Counterterrorism, the suppression of the capacity for insurgency, transforms the environments in which people live and die in Iraq. These environments consist of social arrangements that link humans with one another and with nonhuman beings, material objects, and chemical substances. How do families from Iraq’s Anbar province face intersecting forms of dislocation from their homes and land in the wake of the Global War on Terror? Through careful attention to daily modes of living, moving, and dying in and out of Anbar, this dissertation shows how Counterterrorism changes the way people read and interact with their environments, and how it makes them feel.
This research is based on one year of ethnographic research in 2014-2015 among farming families from and in Anbar, along with visits to Counterterrorism training camps in Jordan, Denmark and Bosnia. It documents how Iraq's landscape becomes charged with new meaning as Counterterrorism operatives and farmers make and respond to material things around them, and as configurations of time and space afford or foreclose the possibility for certain modes of existence to go on or begin. This ethnography centers on the materiality of Counterterrorism: temporal qualities of objects, molecular impacts of chemical traces, textures of landscapes, and dilation of attachments among material things. Practicing “transhumant ethnography,” the author participated in coming and going between Anbari farmland and refugee neighborhoods, and in moving between Counterterrorism training camps and Iraqi communities. Ethical commitments to Anbari farmers meant that this fieldwork involved both participant observation and activism, spending time with people in different positions of power, and centering the author’s own body as focal point of harm.

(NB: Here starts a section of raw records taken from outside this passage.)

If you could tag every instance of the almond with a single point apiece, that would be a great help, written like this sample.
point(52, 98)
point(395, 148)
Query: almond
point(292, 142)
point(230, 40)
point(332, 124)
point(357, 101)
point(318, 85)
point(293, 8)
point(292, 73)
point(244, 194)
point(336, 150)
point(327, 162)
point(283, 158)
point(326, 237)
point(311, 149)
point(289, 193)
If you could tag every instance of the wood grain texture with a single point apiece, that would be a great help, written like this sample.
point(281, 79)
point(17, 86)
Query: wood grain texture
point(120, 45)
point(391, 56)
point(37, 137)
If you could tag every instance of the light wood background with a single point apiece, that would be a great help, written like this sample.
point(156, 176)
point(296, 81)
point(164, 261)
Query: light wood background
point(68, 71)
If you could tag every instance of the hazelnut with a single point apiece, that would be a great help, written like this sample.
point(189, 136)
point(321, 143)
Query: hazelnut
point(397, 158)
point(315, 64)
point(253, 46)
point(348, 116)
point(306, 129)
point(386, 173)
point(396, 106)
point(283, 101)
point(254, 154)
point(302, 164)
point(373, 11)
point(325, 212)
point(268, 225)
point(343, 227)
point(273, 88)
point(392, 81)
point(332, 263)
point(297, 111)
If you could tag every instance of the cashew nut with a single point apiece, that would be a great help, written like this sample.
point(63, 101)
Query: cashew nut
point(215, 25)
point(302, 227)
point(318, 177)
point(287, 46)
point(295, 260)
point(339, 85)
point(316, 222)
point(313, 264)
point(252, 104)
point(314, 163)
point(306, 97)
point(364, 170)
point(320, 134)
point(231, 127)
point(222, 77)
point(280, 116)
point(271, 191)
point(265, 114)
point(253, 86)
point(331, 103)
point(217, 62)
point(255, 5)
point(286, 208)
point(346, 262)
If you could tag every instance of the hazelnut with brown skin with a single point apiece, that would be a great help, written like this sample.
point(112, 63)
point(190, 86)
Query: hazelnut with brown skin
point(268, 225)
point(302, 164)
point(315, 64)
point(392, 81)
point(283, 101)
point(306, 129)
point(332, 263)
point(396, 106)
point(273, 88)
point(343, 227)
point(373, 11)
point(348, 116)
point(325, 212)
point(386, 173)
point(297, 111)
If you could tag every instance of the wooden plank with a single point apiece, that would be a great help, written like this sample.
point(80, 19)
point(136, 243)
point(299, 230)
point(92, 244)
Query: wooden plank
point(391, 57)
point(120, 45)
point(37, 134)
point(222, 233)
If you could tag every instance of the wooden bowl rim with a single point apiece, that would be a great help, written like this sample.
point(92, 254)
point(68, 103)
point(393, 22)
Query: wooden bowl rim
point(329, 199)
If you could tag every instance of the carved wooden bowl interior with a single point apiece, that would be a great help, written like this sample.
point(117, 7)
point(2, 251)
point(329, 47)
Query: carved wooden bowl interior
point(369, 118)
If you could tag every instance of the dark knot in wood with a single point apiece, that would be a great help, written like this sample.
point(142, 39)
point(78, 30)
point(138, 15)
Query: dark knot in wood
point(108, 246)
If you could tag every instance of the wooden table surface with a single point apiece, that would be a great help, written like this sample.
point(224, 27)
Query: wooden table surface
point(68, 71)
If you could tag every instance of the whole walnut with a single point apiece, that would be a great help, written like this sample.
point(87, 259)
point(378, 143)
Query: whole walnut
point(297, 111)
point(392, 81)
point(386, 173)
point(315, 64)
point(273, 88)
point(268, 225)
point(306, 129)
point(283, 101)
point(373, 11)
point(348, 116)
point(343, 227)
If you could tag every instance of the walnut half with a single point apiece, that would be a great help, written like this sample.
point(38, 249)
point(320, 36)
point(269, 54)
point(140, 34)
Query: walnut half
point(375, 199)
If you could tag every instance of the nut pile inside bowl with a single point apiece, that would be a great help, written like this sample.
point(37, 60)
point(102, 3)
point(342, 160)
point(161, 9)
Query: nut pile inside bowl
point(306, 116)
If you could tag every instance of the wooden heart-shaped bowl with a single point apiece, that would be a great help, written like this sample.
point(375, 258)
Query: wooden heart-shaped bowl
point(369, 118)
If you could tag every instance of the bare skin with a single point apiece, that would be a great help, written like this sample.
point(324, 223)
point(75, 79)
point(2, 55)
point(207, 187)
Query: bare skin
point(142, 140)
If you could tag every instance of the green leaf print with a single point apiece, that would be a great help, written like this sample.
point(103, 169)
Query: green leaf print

This dissertation defines what Counterterrorism is by examining what it does, something that has been missing from scholarship that “studies up” the logics and imaginaries of counterinsurgency elites. The research offer a new study of militarism by exploring aspects of Counterterrorism that exceed violence centered around the boundaries of death and killing. Instead, the author focuses on how less-than-lethal modalities of control are transformative to a vast array of inter-subjective relations among people and landscapes.